Policy lags behind technology
Current regulatory approaches still reflect the logic of shared observation. Privacy-preserving technologies are scrutinized or limited, while visibility is faulted for security and compliance. Developers of privacy protocols face regular pressure, and policymakers believe that encryption is a deterrent to observability.
This approach is outdated and dangerous. In a world where everyone is being watched, and where data is harvested, bought, sold, leaked and exploited on an unprecedented scale, the absence of privacy is the real systemic threat. It undermines trust, puts people at risk and undermines democracies. In contrast, privacy-preserving designs enable integrity and enable accountability without exposure.
Lawmakers need to start viewing privacy as an ally, not an adversary — a tool to enforce fundamental rights and restore trust in the digital environment.

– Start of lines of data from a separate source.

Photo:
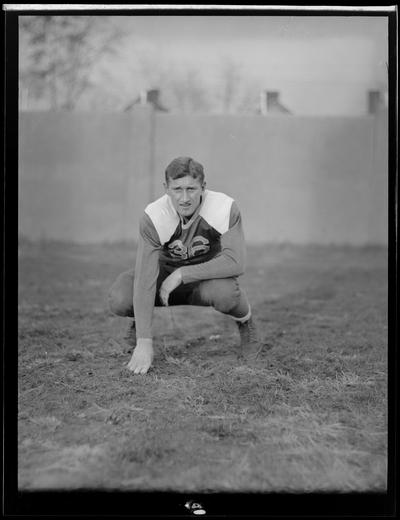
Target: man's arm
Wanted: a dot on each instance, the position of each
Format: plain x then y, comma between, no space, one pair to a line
229,262
146,274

Stewardship, not just checking
The next phase of digital regulation should move from scrutiny to support. Legal and policy frameworks should protect open source privacy protection systems as important public goods. A stewardship stance is a duty, not a policy choice.
Related: Compliance doesn’t have to cost you privacy
This means providing legal clarity for developers and distinguishing between actions and architecture. Laws should punish corruption, not the existence of privacy-enabling technologies. The right to maintain private digital communication, association and economic exchange should be considered a fundamental right, which should be enforced by both law and infrastructure.

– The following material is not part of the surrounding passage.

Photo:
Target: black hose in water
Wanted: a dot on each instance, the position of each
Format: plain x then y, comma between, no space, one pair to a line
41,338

Such an approach would demonstrate formal maturity, and recognize that resilient democracies and legitimate governance rely on infrastructures to protect privacy.
Architecture of Freedom
The Ethereum Foundation’s privacy initiative and other new privacy-first network designs share the idea that freedom is an architectural principle in the digital age. It may not depend on commitments to good governance or monitoring. It must be built into the protocols that shape our lives.

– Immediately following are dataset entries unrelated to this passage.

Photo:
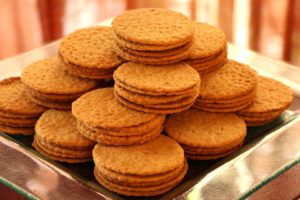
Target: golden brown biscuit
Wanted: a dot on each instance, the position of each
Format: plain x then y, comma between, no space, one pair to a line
206,135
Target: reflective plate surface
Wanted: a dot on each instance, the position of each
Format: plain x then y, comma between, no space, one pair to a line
268,151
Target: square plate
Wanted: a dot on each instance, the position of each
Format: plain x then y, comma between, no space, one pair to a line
268,151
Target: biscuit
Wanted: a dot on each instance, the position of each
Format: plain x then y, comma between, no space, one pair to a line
150,93
184,101
127,131
224,109
141,190
123,169
89,53
43,77
104,125
207,41
137,180
205,66
118,140
145,109
50,104
58,138
59,128
147,47
272,98
155,26
89,72
232,80
162,53
227,89
19,121
165,79
148,99
163,60
14,100
17,130
18,114
106,111
157,156
206,135
44,152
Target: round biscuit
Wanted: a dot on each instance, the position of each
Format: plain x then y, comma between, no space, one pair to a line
90,48
163,79
59,128
100,108
157,156
14,100
156,26
207,130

These new systems, private roll-ups, state-segregated architectures and autonomous zones represent a practical synthesis of privacy and modularity. They enable societies to build freely while remaining connected to verification, and thus link sovereignty with accountability.
Policymakers should see this as an opportunity to support the direct embedding of fundamental rights into the technological foundation of the Internet. Privacy-by-design should be accepted as design in law, not just through constitutions, charters and conventions, but a way of enforcing fundamental rights through code.
The blockchain industry is redefining what “consensus” and “truth” mean, replacing shared verification with shared observation, with shared verification, visibility with verification, and surveillance with sovereignty. As this new dawn for privacy takes shape, regulators face a choice: limit it under the old framework of controls, or support it as the foundation of digital freedom and a more flexible digital order.
The tech is evolving. Laws need to catch up.
Feedback from: Agata Ferreira, Assistant Professor at the Warsaw University of Technology.
This article is for general information purposes and is not intended and should not be construed as legal or investment advice. The views, opinions and opinions expressed herein are those of the author alone and do not necessarily reflect or represent the views and opinions of QuintalGraph.